PALERME, Italie – Dans un pays qui lutte depuis des décennies pour affaiblir sa mafia locale, un groupe criminel étranger se renforce.
Les membres du groupe sont nigérians. Ils détiennent des territoires au nord à Turin jusqu’au sud à Palerme. Ils font du trafic de drogue et du proxénétisme, nombre de migrantes deviennent prostituées. Ils recrutent de nouveaux membres dans les centres d’accueil pour demandeurs d’asile.
Les enquêteurs et des magistrats affirment que la mafia nigériane, comme on l’appelle ici, a capitalisé sur une vague d’immigration historique qui dure depuis plusieurs années. (…) Alors que la politique italienne se tourne vers la droite populiste, le pays est confronté non seulement à une mafia étrangère, mais aussi à une question qui divise le pays : Les craintes de longue date en matière d’immigration se concrétisent-elles ?
Pour les dirigeants élus à la tête du gouvernement italien en s’engageant à mettre fin à “l’invasion”, la mafia nigériane contribue à justifier la politique de fermeture mise en place l’année dernière.

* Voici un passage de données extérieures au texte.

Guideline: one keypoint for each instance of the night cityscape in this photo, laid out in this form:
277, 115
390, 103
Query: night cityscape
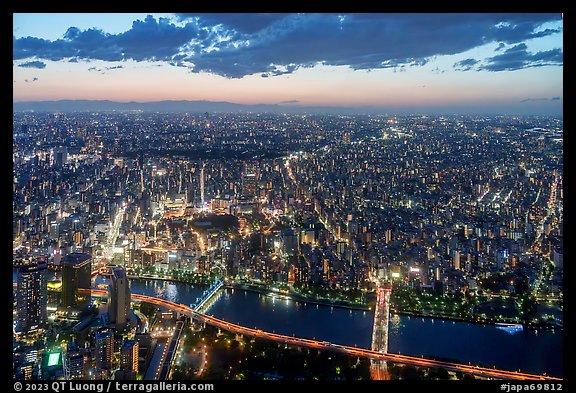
202, 197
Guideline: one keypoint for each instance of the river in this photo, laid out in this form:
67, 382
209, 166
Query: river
530, 351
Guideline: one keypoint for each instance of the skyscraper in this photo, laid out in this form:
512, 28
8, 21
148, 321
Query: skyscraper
76, 275
119, 297
60, 156
129, 355
73, 362
104, 350
31, 297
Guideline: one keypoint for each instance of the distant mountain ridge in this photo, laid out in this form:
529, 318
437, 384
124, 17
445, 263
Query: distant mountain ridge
176, 106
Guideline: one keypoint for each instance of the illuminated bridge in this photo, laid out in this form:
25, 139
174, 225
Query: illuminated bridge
378, 368
369, 353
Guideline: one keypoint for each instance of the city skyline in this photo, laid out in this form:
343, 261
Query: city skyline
393, 63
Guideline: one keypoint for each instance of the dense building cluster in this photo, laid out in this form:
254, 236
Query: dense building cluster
440, 204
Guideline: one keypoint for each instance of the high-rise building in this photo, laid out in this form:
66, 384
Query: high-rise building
249, 181
31, 295
119, 297
129, 355
73, 362
76, 276
104, 350
60, 156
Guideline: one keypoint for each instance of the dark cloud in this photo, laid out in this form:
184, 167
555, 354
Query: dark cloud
465, 65
236, 45
518, 57
33, 64
103, 70
241, 22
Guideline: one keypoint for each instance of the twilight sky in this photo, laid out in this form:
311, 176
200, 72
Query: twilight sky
436, 63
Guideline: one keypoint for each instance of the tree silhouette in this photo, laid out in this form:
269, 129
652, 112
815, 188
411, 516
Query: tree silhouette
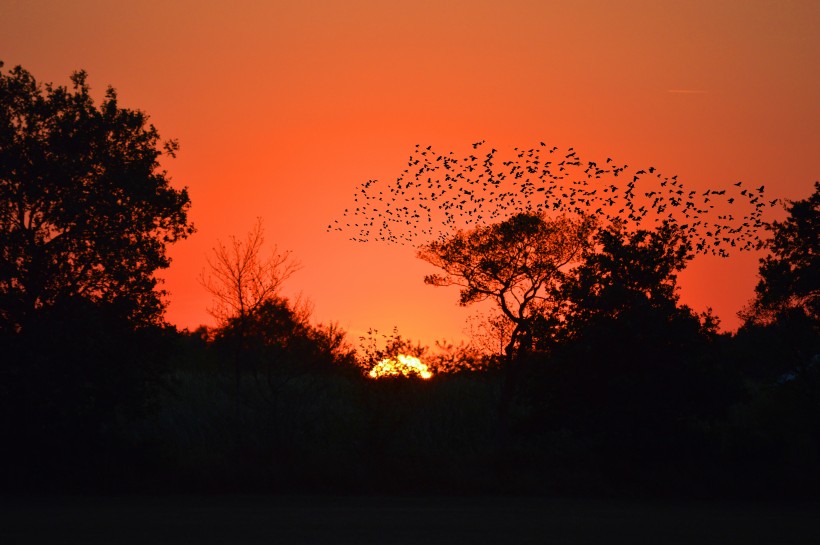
85, 208
242, 281
518, 263
790, 276
240, 278
625, 270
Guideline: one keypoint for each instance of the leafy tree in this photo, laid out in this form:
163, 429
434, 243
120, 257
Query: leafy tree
626, 270
518, 263
790, 275
85, 208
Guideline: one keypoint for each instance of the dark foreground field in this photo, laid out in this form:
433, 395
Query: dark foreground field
352, 520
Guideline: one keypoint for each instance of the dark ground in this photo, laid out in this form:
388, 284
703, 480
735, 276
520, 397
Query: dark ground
370, 520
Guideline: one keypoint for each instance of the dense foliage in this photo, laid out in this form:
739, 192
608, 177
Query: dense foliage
619, 388
85, 209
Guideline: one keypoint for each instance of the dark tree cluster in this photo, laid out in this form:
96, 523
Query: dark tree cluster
592, 378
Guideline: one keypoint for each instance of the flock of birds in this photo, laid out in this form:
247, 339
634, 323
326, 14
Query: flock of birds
437, 194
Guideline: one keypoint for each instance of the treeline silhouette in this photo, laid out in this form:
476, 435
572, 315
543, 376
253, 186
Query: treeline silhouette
606, 383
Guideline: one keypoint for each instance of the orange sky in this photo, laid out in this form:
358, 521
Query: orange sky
281, 109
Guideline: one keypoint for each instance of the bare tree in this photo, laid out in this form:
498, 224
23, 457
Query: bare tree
241, 280
240, 277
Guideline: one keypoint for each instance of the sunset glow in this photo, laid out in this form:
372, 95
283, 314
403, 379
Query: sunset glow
400, 366
282, 110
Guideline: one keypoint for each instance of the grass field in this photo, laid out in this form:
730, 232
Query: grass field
382, 520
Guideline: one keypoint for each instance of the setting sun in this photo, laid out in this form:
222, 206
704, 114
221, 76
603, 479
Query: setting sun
401, 365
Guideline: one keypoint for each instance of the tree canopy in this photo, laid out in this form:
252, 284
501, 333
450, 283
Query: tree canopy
517, 263
790, 275
86, 209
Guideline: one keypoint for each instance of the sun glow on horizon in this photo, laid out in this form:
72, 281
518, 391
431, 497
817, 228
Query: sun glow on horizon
400, 366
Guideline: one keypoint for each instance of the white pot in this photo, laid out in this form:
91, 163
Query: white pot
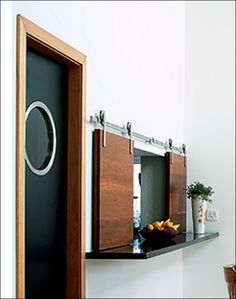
199, 215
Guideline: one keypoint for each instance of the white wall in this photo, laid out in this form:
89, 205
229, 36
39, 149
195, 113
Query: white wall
136, 54
210, 136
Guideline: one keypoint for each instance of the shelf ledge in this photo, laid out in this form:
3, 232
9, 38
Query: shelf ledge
141, 249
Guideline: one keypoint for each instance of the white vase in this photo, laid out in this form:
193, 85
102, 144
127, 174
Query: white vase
199, 215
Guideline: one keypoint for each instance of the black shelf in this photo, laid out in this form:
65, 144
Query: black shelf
142, 249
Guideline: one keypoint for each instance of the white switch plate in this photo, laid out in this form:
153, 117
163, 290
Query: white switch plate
212, 215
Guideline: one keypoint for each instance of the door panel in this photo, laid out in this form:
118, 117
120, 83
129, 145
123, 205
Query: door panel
46, 194
112, 191
176, 184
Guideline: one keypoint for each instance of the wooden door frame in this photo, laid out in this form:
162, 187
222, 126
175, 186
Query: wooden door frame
31, 35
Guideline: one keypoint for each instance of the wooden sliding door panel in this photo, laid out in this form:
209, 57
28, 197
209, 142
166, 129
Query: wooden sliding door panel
176, 182
50, 166
112, 191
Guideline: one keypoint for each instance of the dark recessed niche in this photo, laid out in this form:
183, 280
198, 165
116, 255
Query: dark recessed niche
152, 179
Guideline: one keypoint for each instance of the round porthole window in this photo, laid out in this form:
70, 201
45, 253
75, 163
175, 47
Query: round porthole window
40, 138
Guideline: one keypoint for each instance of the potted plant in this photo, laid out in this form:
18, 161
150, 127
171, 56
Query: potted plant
200, 195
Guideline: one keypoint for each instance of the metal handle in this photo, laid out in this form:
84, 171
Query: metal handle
52, 143
130, 132
103, 123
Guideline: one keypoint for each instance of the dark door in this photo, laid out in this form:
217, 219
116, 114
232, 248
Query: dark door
46, 148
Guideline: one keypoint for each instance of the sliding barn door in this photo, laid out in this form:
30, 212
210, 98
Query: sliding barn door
46, 168
176, 188
112, 191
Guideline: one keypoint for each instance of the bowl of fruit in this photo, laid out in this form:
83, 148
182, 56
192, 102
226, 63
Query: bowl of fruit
160, 230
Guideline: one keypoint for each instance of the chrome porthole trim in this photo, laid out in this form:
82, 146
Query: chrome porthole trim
52, 139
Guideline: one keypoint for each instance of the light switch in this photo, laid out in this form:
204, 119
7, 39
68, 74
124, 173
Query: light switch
212, 215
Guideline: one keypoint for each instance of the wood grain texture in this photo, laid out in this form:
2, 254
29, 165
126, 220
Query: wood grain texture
50, 41
176, 185
112, 192
75, 183
20, 158
47, 44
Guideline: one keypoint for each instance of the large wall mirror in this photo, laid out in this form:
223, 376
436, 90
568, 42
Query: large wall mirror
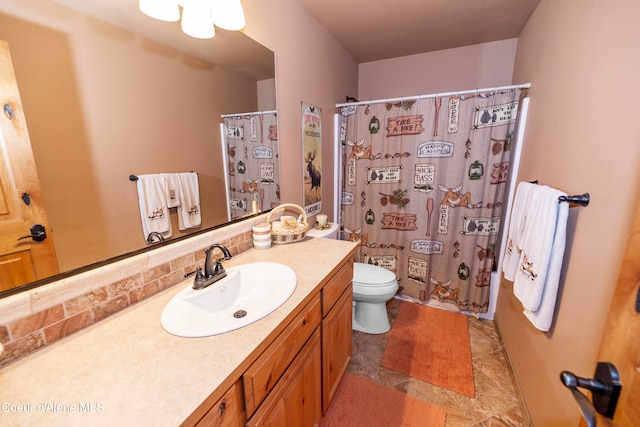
109, 92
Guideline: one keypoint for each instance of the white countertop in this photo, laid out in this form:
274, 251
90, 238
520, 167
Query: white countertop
127, 370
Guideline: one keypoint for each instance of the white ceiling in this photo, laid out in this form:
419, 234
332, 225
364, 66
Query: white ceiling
374, 30
229, 49
369, 30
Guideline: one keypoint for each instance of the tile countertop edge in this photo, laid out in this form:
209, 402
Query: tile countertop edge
127, 369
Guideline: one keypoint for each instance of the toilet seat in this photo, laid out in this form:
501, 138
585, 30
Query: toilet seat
369, 275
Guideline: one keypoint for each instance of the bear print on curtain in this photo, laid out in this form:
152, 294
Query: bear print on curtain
423, 189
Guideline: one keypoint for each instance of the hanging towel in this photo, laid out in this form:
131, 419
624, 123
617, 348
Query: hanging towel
172, 189
522, 205
154, 212
538, 274
189, 209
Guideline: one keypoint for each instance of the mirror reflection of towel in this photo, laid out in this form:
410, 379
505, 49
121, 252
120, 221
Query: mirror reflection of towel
189, 210
538, 276
154, 212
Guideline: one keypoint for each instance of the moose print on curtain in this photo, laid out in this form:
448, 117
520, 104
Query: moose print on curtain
423, 190
251, 141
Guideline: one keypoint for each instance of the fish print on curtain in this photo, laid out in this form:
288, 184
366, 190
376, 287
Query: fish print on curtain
423, 191
251, 141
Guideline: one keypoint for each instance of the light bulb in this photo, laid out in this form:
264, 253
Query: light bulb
197, 23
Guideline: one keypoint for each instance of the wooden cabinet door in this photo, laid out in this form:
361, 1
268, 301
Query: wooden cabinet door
295, 400
336, 346
228, 411
21, 202
621, 339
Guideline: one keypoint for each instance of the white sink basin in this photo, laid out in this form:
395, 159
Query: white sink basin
248, 293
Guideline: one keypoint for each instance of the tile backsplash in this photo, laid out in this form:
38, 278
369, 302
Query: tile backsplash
36, 318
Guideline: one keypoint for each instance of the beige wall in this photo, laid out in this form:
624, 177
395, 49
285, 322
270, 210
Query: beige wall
469, 67
583, 135
102, 103
311, 67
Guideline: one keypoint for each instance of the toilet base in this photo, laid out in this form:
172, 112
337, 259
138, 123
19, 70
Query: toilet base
370, 318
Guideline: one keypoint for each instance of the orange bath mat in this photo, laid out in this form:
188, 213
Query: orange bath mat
362, 402
432, 345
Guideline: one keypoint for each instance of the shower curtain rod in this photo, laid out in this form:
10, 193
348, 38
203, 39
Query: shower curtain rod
248, 114
435, 95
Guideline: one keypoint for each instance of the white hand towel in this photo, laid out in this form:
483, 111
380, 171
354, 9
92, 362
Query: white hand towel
173, 189
189, 210
154, 212
517, 227
542, 318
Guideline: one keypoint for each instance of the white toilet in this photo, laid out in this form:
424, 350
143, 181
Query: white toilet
373, 286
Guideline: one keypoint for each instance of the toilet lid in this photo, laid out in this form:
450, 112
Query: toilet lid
372, 275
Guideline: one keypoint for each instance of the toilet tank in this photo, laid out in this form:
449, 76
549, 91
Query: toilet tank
328, 233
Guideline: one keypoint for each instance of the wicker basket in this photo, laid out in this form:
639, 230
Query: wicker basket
282, 235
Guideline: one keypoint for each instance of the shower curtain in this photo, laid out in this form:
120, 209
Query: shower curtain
423, 189
251, 143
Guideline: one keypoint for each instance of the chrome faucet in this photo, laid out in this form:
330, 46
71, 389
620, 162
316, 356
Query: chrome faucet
211, 273
155, 234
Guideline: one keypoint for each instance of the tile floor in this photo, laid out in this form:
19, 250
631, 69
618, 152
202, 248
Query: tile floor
496, 402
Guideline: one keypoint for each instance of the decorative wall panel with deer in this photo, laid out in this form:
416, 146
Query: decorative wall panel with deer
251, 141
423, 190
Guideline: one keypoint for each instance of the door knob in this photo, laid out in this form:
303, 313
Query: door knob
38, 233
605, 389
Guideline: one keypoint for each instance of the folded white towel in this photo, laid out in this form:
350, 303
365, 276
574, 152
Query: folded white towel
172, 182
537, 277
189, 210
517, 228
154, 212
542, 318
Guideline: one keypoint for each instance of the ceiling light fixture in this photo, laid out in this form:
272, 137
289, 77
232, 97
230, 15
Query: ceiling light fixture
198, 16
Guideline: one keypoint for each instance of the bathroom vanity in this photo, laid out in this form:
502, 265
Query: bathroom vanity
127, 370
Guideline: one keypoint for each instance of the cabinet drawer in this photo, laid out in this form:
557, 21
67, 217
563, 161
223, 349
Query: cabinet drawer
263, 374
227, 411
295, 400
336, 286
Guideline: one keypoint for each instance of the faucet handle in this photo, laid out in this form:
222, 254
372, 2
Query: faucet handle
219, 268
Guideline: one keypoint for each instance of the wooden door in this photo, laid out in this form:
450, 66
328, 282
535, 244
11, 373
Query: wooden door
21, 202
621, 339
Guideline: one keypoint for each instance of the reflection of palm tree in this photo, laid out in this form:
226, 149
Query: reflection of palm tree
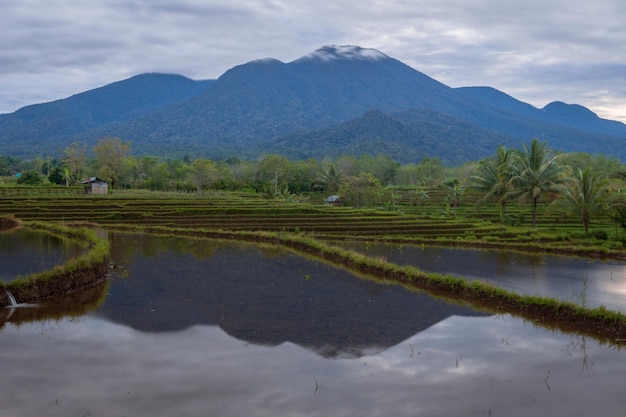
493, 176
67, 176
538, 173
587, 196
331, 179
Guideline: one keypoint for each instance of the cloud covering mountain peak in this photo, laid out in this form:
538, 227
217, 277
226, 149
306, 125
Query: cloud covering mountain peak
350, 52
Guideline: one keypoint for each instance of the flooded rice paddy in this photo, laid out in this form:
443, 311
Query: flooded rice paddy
588, 282
200, 327
25, 251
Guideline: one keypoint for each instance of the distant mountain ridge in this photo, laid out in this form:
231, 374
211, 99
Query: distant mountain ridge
338, 99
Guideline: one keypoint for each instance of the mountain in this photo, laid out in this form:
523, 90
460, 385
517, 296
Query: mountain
338, 99
50, 126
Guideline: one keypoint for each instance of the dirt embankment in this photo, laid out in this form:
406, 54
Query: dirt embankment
6, 224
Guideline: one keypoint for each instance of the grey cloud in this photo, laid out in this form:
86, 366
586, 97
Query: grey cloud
545, 50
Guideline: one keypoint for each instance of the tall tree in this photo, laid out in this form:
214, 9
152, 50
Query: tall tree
537, 173
110, 155
361, 190
587, 196
330, 179
493, 176
203, 173
75, 158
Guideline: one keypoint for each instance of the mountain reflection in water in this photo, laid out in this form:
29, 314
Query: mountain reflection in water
262, 295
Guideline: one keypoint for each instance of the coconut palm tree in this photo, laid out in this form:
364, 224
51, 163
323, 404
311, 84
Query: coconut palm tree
537, 173
587, 196
493, 176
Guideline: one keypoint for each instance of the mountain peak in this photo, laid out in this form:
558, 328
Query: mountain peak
346, 52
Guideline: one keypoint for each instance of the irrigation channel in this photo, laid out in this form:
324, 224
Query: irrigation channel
205, 327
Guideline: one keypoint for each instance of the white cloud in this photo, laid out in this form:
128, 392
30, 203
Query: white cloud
538, 50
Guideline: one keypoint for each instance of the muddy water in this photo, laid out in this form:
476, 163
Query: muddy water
25, 251
584, 281
200, 328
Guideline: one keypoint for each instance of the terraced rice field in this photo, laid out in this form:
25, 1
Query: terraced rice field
429, 223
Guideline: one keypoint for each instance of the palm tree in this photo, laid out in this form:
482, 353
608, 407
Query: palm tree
493, 176
587, 196
538, 173
455, 194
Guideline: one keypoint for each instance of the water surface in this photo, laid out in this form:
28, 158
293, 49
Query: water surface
197, 328
25, 251
581, 280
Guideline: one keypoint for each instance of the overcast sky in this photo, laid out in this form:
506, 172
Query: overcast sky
535, 50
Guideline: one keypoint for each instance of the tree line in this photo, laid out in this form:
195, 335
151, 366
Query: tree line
576, 184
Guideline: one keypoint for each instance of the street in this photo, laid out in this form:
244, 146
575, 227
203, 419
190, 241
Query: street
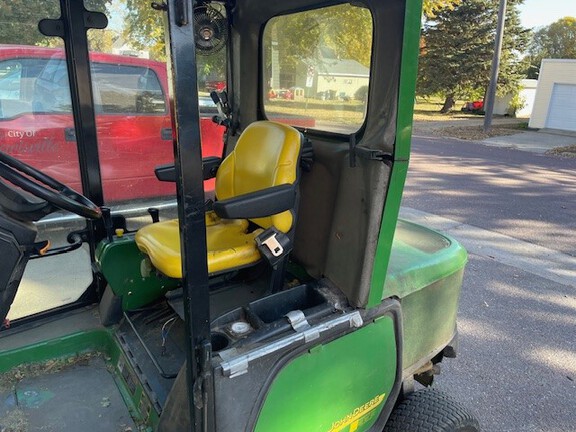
515, 213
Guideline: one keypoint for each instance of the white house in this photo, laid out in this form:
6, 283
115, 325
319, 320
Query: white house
555, 103
527, 94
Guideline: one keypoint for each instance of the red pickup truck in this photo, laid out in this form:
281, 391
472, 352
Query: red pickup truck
132, 117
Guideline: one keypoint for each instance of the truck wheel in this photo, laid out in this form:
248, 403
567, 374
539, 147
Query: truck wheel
430, 411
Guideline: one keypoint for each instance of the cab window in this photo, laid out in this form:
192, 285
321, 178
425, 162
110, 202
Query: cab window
316, 68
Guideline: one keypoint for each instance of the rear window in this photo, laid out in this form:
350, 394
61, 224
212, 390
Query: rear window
41, 86
316, 68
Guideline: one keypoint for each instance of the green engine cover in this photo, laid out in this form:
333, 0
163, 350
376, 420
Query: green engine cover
339, 386
120, 261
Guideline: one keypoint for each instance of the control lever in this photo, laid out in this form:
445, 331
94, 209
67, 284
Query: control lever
108, 225
154, 214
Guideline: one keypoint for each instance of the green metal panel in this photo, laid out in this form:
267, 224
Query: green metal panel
429, 318
93, 341
338, 386
409, 72
420, 257
129, 274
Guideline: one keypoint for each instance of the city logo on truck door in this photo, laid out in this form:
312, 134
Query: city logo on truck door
353, 419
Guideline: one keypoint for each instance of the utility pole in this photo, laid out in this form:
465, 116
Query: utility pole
491, 93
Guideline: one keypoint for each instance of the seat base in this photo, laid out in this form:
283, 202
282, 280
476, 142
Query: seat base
229, 244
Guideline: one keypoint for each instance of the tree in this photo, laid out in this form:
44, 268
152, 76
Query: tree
558, 40
458, 47
431, 7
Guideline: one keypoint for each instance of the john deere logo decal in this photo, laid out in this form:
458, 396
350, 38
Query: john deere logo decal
353, 418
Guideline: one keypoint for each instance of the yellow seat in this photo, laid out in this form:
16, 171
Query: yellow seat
266, 155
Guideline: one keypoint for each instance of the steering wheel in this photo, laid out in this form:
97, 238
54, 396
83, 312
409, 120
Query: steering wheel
46, 188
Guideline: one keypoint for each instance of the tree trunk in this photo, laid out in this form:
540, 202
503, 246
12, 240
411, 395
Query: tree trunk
448, 104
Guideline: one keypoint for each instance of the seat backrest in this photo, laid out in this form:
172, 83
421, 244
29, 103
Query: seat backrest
266, 155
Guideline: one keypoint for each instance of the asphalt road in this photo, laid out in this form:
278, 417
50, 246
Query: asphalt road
516, 214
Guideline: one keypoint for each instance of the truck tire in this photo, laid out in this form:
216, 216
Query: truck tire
430, 411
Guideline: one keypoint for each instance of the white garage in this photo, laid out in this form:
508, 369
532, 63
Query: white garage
555, 102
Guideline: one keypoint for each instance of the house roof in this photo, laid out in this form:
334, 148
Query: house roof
346, 67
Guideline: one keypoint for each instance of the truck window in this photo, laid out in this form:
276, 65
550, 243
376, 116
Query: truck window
127, 90
316, 68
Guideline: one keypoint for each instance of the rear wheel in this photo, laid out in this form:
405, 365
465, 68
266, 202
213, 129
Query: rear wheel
430, 411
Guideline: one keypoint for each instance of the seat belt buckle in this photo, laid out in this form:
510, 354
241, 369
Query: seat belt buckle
273, 245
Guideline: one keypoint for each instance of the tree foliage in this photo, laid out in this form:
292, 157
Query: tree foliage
458, 47
144, 28
558, 40
431, 8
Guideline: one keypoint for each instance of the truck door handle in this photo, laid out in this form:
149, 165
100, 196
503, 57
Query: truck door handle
166, 134
70, 134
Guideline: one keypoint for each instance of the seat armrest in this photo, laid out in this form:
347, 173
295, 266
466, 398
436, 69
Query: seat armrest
262, 203
167, 172
210, 165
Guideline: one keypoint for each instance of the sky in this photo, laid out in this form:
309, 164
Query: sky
537, 13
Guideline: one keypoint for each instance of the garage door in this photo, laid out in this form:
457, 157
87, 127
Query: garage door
562, 109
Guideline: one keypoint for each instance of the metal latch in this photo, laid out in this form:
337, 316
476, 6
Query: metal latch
273, 245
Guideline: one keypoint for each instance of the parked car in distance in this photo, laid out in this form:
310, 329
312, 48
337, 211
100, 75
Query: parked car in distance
132, 117
475, 107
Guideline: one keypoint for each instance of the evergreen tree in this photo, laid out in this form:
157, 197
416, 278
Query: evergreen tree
558, 40
457, 51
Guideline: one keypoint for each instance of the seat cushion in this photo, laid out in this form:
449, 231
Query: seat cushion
229, 245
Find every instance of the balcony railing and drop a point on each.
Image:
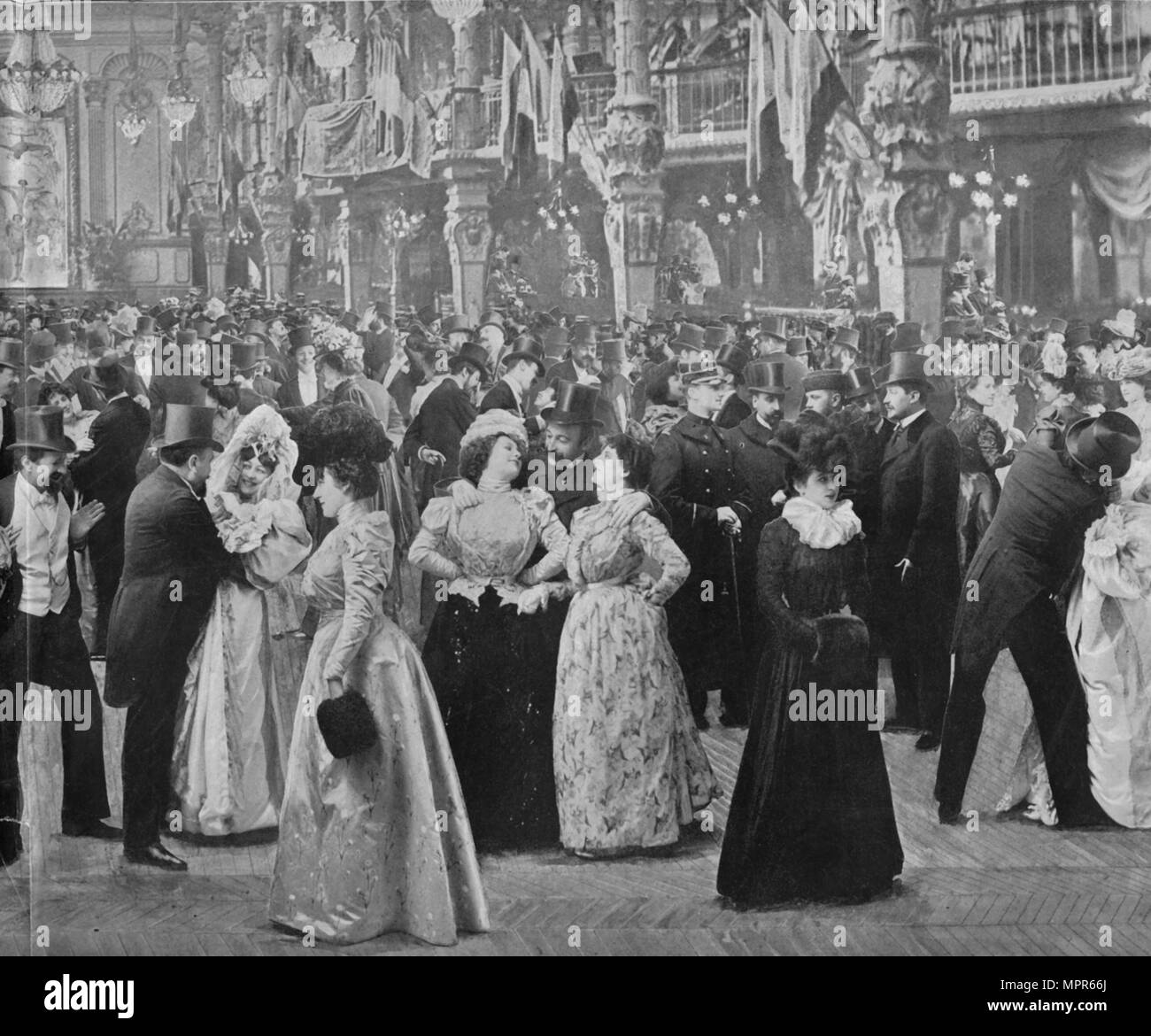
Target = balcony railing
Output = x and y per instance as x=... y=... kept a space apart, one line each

L’homme politique italien le plus en vue, Matteo Salvini, a récemment utilisé Twitter pour évoquer une affaire criminelle mettant en cause la mafia nigériane, écrivant que les chefs criminels “africains” représentaient “une menace croissante qui doit être éradiquée immédiatement”.
(…) Dans un discours prononcé en avril, le pape François – dont les plaidoyers en faveur de l’immigration vont à l’encontre de la position du gouvernement italien – a fait valoir que les délinquants peuvent se trouver partout et que la mafia est avant tout une spécificité italienne.
“Ce ne sont pas les Nigérians qui ont inventé la mafia”, dit le pape Francois.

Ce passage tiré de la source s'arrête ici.